Richard Kahlenberg on Fisher v. Texas

by lbarber on 01/13/2012

in Class-Based

Century Foundation senior fellow Richard Kahlenberg gets to the core issue in Fisher v. Texas, namely, why schools with race-neutral admissions policies that work still resort to racial preferences. From the Chronicle of Higher Education:

“The case, Fisher v. Texas, presents the question of whether an institution of higher education is allowed to use race in admissions even when the use of ‘race-neutral’ alternatives produce a fair amount of racial diversity by themselves. For several years beginning in the mid-1990s, the University of Texas was banned by a Circuit Court decision from using race in admissions, so it employed two alternatives: a socioeconomic affirmative-action program, and a plan under which students from the top 10 percent of every high-school class in Texas were automatically admitted regardless of standardized test scores.
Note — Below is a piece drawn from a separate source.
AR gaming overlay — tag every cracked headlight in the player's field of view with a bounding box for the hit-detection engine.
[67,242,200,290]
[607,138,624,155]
“After the U.S. Supreme Court affirmed the ability of universities to carefully employ racial preferences in the 2003 Grutter v. Bollinger decision, Texas went back to considering race alongside the top-10-percent and class-based affirmative-action programs. White plaintiffs sued, arguing that the use of race was unnecessary and therefore violated Grutter because Texas’s race-neutral plans produced sufficient racial diversity.”
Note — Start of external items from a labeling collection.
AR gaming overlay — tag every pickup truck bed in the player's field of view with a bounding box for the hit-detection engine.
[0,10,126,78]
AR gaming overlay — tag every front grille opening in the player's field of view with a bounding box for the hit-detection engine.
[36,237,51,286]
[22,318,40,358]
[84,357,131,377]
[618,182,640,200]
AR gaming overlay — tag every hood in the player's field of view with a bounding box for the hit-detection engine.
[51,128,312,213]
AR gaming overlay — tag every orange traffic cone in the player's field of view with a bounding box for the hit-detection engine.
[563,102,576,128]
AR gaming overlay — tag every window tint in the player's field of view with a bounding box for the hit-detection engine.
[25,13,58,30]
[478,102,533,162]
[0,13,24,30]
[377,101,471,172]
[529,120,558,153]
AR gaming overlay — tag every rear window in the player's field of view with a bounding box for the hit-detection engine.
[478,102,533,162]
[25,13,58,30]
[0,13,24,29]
Race-based approaches seem to be a compulsion for social engineers. Even when race-neutral approaches work, they still focus on skin color. Why?

Kahlenberg says that a Century Foundation report showed that class-based preferences resulted in “almost as much” diversity as blatant racial preferences. Although I believe socioeconomic status is a sort of proxy for race, it’s more palatable than outright skin color considerations. And lower-income people of all races would benefit. Compromise is the name of this game.